I’m aware of ID maps in Blender and the mix map in the Babylon.js Terrain Material and multi-materials but none of these are quite what I’m after. I am wondering if there’s something sort of like this in a shader, node material or other technique to dynamically change the color of select portions of a fully PBR textured mesh using a mask or ID map? Or selectively blend with the underlying base color?
Use case: Multi-player tank combat game with each tank having the same geometry, UVs etc and a single PBR material, but with the ability to easily colorise each player’s tank livery (the main part, not trim, grime, dirt, reflectivity etc) say red, green, blue etc.
This would mean far less texture variant creation, loading time and lower memory footprint.
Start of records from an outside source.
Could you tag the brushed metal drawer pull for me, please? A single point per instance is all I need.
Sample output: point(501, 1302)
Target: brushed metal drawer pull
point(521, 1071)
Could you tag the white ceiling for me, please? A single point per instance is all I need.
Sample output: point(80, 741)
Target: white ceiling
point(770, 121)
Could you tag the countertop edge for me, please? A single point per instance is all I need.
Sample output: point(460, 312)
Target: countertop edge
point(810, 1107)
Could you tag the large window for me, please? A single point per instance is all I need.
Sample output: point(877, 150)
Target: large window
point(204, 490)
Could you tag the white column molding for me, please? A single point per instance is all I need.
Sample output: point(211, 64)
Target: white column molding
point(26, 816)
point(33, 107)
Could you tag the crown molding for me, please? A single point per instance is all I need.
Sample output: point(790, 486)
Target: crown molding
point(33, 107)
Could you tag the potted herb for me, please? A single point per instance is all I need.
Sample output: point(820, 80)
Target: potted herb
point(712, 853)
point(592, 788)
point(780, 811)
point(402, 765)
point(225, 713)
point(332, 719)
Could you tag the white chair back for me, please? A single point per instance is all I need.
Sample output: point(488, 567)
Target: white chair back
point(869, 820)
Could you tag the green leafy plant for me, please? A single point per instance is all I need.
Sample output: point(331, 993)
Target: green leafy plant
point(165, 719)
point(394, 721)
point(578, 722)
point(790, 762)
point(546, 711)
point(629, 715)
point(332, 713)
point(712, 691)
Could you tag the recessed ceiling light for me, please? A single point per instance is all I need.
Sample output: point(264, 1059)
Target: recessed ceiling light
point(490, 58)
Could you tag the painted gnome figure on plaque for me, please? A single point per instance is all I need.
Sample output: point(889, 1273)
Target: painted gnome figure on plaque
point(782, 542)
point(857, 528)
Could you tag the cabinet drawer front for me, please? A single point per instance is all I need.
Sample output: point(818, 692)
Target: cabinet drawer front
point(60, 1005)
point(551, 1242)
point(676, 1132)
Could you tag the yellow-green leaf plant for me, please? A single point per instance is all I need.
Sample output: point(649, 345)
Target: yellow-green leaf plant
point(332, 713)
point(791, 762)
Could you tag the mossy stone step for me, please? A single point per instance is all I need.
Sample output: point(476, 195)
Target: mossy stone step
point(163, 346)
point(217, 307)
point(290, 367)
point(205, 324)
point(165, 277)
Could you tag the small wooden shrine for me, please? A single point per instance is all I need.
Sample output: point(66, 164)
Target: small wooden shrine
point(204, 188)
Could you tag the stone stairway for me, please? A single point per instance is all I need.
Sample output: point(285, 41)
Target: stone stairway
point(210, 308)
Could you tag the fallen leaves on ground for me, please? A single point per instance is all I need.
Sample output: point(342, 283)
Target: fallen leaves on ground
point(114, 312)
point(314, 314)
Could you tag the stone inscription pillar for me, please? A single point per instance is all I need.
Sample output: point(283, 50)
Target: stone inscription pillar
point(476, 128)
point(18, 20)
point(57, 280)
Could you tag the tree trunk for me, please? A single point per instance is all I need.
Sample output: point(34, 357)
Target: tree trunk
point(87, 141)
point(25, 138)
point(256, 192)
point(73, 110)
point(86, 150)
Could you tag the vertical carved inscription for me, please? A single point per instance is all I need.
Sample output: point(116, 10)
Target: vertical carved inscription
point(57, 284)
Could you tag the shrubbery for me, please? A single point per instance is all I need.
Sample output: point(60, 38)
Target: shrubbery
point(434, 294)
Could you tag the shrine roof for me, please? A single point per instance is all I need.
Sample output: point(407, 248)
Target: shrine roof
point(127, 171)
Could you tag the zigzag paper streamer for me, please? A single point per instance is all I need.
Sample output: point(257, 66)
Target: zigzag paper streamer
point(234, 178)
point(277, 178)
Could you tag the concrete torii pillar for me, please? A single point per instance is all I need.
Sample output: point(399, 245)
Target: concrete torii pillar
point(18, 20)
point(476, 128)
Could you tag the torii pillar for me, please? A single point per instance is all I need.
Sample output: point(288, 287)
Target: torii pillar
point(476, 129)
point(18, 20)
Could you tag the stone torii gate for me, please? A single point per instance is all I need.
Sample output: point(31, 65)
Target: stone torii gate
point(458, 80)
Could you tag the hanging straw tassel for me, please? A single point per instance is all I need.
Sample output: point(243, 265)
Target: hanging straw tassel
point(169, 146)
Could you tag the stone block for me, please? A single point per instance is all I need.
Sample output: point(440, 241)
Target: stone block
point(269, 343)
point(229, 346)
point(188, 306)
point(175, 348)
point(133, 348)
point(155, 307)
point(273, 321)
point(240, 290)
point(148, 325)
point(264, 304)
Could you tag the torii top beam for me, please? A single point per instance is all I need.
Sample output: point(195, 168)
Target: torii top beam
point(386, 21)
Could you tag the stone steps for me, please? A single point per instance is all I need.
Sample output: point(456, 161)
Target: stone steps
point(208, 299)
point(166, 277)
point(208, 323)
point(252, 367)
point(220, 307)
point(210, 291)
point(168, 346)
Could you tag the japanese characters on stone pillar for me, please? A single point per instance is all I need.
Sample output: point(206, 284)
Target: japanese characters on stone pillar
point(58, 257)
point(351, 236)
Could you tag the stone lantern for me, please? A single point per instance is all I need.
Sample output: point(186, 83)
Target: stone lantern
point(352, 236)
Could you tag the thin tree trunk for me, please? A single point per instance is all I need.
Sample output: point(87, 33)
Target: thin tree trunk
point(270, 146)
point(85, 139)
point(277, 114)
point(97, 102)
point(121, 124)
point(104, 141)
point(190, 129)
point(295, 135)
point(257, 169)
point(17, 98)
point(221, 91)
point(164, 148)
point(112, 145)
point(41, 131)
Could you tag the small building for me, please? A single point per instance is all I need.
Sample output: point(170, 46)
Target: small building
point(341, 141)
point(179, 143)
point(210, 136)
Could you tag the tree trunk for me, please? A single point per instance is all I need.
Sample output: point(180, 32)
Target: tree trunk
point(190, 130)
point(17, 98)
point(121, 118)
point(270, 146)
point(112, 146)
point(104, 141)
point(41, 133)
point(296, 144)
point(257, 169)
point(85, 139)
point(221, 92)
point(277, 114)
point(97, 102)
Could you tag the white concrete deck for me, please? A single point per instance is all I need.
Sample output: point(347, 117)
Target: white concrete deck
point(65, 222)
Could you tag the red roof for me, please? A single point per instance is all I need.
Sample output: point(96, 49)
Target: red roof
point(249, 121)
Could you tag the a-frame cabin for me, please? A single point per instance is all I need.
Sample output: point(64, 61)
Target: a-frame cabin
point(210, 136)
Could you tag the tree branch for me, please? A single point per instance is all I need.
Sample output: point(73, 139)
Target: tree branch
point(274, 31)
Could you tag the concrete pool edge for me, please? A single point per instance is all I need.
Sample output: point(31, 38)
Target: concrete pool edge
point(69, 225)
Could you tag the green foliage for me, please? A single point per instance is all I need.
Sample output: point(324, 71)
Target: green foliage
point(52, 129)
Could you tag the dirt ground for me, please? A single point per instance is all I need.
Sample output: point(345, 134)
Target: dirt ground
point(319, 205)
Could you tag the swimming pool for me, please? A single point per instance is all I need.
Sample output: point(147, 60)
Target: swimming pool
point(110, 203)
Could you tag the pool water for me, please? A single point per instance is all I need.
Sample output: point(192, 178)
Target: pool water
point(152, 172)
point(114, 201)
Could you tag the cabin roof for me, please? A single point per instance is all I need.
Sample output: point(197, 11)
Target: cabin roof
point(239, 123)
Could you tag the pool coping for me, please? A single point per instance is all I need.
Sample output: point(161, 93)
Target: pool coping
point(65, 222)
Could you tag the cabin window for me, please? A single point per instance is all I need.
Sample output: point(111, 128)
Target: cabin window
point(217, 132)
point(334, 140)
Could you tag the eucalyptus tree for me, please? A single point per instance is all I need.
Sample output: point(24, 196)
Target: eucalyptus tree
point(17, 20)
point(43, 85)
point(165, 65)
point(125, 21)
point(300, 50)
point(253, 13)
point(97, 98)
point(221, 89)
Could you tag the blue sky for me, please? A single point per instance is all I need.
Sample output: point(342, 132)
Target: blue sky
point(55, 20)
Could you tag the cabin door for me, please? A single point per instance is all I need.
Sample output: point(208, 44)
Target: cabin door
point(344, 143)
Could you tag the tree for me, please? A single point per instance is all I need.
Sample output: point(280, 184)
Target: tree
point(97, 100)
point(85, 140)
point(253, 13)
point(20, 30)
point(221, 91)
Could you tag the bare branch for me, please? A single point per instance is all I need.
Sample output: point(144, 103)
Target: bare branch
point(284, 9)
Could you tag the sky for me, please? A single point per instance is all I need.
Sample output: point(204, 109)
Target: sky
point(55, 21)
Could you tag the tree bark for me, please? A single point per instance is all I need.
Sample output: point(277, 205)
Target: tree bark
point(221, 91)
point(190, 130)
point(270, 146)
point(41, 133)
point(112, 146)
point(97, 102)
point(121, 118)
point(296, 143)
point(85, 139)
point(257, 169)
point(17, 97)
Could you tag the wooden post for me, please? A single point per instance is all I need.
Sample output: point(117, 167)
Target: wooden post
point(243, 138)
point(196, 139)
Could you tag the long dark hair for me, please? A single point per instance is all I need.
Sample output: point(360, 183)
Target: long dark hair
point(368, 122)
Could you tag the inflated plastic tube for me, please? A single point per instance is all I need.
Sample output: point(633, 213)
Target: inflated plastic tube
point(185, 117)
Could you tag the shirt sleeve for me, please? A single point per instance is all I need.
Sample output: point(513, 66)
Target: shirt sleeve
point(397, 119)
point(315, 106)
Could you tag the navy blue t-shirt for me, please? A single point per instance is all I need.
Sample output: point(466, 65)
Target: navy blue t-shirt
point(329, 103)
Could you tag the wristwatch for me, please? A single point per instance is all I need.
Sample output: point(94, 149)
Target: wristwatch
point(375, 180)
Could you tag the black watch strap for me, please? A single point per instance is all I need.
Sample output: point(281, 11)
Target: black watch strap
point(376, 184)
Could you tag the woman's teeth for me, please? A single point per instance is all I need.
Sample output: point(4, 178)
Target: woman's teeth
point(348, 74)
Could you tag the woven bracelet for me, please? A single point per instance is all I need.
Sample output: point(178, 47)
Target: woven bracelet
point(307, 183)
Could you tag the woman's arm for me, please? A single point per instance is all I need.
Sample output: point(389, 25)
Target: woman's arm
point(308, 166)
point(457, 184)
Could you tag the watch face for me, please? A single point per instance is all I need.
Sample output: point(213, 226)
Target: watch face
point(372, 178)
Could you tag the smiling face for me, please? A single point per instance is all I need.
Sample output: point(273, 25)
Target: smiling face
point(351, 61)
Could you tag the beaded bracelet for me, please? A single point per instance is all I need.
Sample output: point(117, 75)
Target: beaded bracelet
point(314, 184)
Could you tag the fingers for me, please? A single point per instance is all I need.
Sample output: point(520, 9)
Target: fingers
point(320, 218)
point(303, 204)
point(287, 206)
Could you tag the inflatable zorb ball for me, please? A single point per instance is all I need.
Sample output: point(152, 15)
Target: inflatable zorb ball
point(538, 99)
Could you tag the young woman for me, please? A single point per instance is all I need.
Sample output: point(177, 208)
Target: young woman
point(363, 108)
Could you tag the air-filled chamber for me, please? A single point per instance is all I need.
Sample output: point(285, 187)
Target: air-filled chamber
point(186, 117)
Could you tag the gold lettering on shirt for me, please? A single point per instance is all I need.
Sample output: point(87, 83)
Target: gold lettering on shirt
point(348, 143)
Thanks for the reminder @Evgeni_Popov as this had slipped my mind. I think it’ll be really useful for damage but I’m ideally after something a bit different for dynamically colorising the bulk of a player mesh. Using texture decals I’d still need multiple textures - one for each potential player color right? What I’d prefer is each mesh having a definable base diffuse color and the shader renders / allows more or less of this base color to shine through when it encounters a texel of a certain color, like a “green screen” or an ID map e.g. if texel is solid green then fragment color is whatever the base diffuse color is. Or a simple greyscale mask I can use that blends more or less of the underlying base diffuse color with the overlaid textures.